I am writing to raise an issue about the broyden method. My environment is python=3.8 + torch=1.9.0 (which I fear might be too high). I attach an example code and the error below. Any help would be appreciated!

from scipy.optimize import root
import time
from termcolor import colored
import torch
import torch.nn as nn
import torch.nn.functional as F
from torch.nn import Parameter


device = torch.device("cuda:0" if torch.cuda.is_available() else "cpu")

# toy network
class ResNetLayer(nn.Module):
    def __init__(self):
        super(ResNetLayer, self).__init__()
        self.conv1 = nn.Conv2d(3, 9, 3, padding=3//2)
        self.conv2 = nn.Conv2d(9, 3, 5, padding=5//2)
        
    def forward(self, z, x):
        y = F.relu(self.conv1(z))
        return F.relu(z + F.relu(x + self.conv2(y)))



def _safe_norm(v):
    if not torch.isfinite(v).all():
        return np.inf
    return torch.norm(v)


def scalar_search_armijo(phi, phi0, derphi0, c1=1e-4, alpha0=1, amin=0):
    ite = 0
    phi_a0 = phi(alpha0)    # First do an update with step size 1
    if phi_a0 <= phi0 + c1*alpha0*derphi0:
        return alpha0, phi_a0, ite

    # Otherwise, compute the minimizer of a quadratic interpolant
    alpha1 = -(derphi0) * alpha0**2 / 2.0 / (phi_a0 - phi0 - derphi0 * alpha0)
    phi_a1 = phi(alpha1)

    # Otherwise loop with cubic interpolation until we find an alpha which
    # satisfies the first Wolfe condition (since we are backtracking, we will
    # assume that the value of alpha is not too small and satisfies the second
    # condition.
    while alpha1 > amin:       # we are assuming alpha>0 is a descent direction
        factor = alpha0**2 * alpha1**2 * (alpha1-alpha0)
        a = alpha0**2 * (phi_a1 - phi0 - derphi0*alpha1) - \
            alpha1**2 * (phi_a0 - phi0 - derphi0*alpha0)
        a = a / factor
        b = -alpha0**3 * (phi_a1 - phi0 - derphi0*alpha1) + \
            alpha1**3 * (phi_a0 - phi0 - derphi0*alpha0)
        b = b / factor

        alpha2 = (-b + torch.sqrt(torch.abs(b**2 - 3 * a * derphi0))) / (3.0*a)
        phi_a2 = phi(alpha2)
        ite += 1

        if (phi_a2 <= phi0 + c1*alpha2*derphi0):
            return alpha2, phi_a2, ite

        if (alpha1 - alpha2) > alpha1 / 2.0 or (1 - alpha2/alpha1) < 0.96:
            alpha2 = alpha1 / 2.0

        alpha0 = alpha1
        alpha1 = alpha2
        phi_a0 = phi_a1
        phi_a1 = phi_a2

    # Failed to find a suitable step length
    return None, phi_a1, ite


def line_search(update, x0, g0, g, nstep=0, on=True):
    """
    `update` is the propsoed direction of update.
    Code adapted from scipy.
    """
    tmp_s = [0]
    tmp_g0 = [g0]
    tmp_phi = [torch.norm(g0)**2]
    s_norm = torch.norm(x0) / torch.norm(update)

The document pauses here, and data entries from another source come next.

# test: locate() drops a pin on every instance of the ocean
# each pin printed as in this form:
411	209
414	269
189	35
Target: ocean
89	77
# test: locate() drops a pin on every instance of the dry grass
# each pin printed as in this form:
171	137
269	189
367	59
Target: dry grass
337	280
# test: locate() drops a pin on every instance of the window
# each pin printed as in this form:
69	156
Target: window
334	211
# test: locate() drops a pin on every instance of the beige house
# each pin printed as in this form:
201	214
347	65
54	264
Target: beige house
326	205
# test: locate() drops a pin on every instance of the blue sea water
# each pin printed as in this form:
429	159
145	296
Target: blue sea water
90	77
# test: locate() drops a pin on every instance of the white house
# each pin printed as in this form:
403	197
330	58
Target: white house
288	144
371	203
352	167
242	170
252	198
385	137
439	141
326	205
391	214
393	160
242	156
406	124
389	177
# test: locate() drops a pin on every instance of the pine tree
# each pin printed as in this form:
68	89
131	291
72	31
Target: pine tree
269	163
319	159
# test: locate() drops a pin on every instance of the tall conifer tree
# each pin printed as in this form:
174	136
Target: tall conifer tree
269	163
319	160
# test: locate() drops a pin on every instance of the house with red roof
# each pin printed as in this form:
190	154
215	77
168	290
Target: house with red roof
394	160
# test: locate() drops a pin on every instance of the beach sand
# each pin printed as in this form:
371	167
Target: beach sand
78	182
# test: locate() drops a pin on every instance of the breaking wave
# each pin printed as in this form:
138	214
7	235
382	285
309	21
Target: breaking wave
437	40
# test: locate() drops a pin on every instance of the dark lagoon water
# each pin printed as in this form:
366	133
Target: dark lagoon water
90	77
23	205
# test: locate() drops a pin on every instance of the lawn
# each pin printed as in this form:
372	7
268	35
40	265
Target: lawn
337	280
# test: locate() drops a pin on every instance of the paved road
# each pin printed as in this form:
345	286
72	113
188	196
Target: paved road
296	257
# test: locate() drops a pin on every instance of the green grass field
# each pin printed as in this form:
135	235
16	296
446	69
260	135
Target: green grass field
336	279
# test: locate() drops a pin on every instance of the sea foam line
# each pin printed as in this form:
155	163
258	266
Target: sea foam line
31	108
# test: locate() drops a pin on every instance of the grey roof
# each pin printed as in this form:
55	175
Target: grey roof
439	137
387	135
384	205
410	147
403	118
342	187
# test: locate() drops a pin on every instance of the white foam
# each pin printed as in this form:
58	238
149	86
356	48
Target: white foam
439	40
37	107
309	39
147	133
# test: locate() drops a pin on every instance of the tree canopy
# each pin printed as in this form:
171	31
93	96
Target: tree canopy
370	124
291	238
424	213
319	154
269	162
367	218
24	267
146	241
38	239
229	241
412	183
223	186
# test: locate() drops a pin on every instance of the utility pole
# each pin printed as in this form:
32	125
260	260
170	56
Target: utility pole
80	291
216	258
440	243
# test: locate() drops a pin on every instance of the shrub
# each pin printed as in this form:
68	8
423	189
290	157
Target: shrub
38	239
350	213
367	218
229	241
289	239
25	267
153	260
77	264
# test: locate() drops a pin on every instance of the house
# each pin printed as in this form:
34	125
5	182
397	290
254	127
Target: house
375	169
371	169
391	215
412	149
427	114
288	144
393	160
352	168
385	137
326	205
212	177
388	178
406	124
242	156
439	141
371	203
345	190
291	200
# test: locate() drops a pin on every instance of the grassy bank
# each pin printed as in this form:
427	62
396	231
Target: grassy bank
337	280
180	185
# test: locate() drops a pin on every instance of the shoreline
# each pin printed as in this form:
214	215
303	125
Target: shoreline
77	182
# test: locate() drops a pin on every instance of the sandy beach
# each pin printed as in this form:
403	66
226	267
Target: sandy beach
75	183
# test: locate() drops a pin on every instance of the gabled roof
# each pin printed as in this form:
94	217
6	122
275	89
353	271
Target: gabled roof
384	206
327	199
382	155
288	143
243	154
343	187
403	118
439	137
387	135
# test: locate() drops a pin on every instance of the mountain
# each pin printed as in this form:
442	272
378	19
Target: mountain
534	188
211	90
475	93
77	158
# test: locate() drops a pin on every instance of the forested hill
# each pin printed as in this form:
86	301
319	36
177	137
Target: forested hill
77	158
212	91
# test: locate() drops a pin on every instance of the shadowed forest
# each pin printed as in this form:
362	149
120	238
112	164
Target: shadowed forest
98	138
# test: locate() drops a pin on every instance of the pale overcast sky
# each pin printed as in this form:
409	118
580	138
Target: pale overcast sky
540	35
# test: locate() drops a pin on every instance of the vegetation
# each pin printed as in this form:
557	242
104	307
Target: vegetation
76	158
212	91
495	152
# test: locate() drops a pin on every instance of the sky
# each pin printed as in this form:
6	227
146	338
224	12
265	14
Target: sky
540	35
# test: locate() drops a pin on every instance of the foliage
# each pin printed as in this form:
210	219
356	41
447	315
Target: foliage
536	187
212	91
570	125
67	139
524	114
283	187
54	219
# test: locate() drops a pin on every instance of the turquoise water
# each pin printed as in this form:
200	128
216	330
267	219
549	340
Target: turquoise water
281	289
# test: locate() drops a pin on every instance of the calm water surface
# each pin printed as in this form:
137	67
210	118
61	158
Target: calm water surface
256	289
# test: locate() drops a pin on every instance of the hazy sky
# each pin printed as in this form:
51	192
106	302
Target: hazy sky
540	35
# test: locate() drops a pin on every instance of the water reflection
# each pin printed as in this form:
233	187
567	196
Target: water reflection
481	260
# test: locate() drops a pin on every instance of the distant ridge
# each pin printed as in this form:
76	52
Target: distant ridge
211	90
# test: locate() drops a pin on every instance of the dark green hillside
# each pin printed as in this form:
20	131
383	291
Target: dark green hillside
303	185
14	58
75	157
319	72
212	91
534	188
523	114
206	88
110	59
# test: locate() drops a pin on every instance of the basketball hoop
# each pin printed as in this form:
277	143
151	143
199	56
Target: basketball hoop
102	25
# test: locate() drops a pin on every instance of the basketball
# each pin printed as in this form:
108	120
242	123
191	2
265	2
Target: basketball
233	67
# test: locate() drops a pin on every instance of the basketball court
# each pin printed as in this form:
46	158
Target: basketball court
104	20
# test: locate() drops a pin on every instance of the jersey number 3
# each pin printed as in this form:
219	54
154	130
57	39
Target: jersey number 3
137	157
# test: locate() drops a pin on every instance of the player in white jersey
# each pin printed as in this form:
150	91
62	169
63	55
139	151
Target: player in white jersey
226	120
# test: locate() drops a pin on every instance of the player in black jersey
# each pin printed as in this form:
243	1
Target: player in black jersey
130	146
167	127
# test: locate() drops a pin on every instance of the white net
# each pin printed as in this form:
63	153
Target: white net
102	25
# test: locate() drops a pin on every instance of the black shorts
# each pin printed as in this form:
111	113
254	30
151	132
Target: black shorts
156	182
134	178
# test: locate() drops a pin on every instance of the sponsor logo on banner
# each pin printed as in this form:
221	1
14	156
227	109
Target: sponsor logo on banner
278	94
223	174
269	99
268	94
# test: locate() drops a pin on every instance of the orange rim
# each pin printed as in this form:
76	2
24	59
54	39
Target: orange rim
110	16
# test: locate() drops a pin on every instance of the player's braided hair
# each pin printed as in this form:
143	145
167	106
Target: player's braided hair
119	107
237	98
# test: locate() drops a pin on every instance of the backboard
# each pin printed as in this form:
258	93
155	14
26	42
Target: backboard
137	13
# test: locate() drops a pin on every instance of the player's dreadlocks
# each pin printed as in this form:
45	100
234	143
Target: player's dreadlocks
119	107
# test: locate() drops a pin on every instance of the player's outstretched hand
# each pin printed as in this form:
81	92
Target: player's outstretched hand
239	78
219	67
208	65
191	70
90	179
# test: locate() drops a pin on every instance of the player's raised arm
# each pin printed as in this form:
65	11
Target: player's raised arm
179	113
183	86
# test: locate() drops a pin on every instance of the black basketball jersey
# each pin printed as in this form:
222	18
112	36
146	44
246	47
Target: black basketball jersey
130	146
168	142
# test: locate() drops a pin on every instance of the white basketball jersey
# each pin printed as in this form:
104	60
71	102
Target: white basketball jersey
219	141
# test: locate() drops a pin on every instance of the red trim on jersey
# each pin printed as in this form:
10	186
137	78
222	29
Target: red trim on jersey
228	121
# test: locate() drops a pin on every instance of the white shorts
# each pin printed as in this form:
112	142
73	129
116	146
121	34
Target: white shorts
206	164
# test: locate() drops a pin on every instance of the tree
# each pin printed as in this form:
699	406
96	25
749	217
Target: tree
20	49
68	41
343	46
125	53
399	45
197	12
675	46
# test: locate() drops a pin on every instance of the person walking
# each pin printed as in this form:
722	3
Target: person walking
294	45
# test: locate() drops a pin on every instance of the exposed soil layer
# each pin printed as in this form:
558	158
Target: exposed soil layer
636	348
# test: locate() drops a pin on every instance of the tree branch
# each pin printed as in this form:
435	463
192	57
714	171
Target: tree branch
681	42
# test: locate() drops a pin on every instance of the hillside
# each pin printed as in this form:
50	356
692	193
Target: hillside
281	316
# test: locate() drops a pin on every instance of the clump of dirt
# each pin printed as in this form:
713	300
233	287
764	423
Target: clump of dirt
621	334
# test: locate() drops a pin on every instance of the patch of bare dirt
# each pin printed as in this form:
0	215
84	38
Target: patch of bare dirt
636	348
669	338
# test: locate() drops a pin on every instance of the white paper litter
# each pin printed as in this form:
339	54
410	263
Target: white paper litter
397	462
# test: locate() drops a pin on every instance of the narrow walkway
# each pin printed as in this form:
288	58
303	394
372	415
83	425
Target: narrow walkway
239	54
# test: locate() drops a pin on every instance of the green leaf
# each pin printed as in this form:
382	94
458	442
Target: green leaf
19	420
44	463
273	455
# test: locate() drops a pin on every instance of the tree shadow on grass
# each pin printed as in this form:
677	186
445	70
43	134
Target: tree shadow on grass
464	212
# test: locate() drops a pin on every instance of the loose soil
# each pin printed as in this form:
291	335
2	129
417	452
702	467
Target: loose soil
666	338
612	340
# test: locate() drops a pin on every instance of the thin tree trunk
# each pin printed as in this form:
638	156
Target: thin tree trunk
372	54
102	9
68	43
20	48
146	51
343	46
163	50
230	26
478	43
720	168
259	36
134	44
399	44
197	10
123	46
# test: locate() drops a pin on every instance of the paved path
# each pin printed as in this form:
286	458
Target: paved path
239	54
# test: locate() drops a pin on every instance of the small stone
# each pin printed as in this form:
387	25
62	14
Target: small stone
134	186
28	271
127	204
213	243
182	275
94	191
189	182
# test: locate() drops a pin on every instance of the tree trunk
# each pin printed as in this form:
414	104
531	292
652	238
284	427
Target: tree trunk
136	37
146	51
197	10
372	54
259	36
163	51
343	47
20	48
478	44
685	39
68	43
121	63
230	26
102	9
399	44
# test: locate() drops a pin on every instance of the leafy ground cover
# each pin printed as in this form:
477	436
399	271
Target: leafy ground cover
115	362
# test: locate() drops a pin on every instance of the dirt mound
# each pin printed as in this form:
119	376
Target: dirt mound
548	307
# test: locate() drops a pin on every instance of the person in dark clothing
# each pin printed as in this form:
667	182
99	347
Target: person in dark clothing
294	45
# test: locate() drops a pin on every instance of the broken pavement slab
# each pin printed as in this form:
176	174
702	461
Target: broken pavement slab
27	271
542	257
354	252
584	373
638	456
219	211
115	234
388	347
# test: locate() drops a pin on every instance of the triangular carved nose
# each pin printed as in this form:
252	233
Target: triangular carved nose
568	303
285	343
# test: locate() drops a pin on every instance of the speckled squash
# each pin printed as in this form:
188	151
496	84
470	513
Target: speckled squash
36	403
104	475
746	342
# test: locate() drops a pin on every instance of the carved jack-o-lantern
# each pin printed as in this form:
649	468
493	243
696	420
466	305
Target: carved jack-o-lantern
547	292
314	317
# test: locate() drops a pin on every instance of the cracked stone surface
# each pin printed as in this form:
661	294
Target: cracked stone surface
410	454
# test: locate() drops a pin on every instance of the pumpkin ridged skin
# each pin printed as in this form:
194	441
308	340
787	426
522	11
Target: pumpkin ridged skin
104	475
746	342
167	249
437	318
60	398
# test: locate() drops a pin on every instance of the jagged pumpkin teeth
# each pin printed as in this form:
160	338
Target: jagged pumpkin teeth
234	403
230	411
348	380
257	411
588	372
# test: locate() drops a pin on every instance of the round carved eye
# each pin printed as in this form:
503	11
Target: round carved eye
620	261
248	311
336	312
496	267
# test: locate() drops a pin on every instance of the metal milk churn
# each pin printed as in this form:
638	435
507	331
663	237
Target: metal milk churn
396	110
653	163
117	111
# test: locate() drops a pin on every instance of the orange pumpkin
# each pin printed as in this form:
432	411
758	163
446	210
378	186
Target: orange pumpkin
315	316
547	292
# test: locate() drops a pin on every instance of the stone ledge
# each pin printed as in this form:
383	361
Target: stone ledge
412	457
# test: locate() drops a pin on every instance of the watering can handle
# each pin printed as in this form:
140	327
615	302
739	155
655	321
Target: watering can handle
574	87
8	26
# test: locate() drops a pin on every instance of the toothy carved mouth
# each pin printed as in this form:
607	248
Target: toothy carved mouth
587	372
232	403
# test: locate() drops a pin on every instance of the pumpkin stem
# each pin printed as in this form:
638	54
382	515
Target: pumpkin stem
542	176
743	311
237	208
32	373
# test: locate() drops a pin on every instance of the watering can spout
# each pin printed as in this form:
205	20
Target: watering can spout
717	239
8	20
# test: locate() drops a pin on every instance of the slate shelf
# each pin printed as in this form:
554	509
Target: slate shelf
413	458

    def phi(s, store=True):
        if s == tmp_s[0]:
            return tmp_phi[0]    # If the step size is so small... just return something
        x_est = x0 + s * update
        g0_new = g(x_est)
        phi_new = _safe_norm(g0_new)**2
        if store:
            tmp_s[0] = s
            tmp_g0[0] = g0_new
            tmp_phi[0] = phi_new
        return phi_new
    
    if on:
        s, phi1, ite = scalar_search_armijo(phi, tmp_phi[0], -tmp_phi[0], amin=1e-2)
    if (not on) or s is None:
        s = 1.0
        ite = 0

    x_est = x0 + s * update
    if s == tmp_s[0]:
        g0_new = tmp_g0[0]
    else:
        g0_new = g(x_est)
    return x_est, g0_new, x_est - x0, g0_new - g0, ite

def rmatvec(part_Us, part_VTs, x):
    # Compute x^T(-I + UV^T)
    # x: (N, 2d, L')
    # part_Us: (N, 2d, L', threshold)
    # part_VTs: (N, threshold, 2d, L')
    if part_Us.nelement() == 0:
        return -x
    xTU = torch.einsum('bij, bijd -> bd', x, part_Us)   # (N, threshold)
    return -x + torch.einsum('bd, bdij -> bij', xTU, part_VTs)    # (N, 2d, L'), but should really be (N, 1, (2d*L'))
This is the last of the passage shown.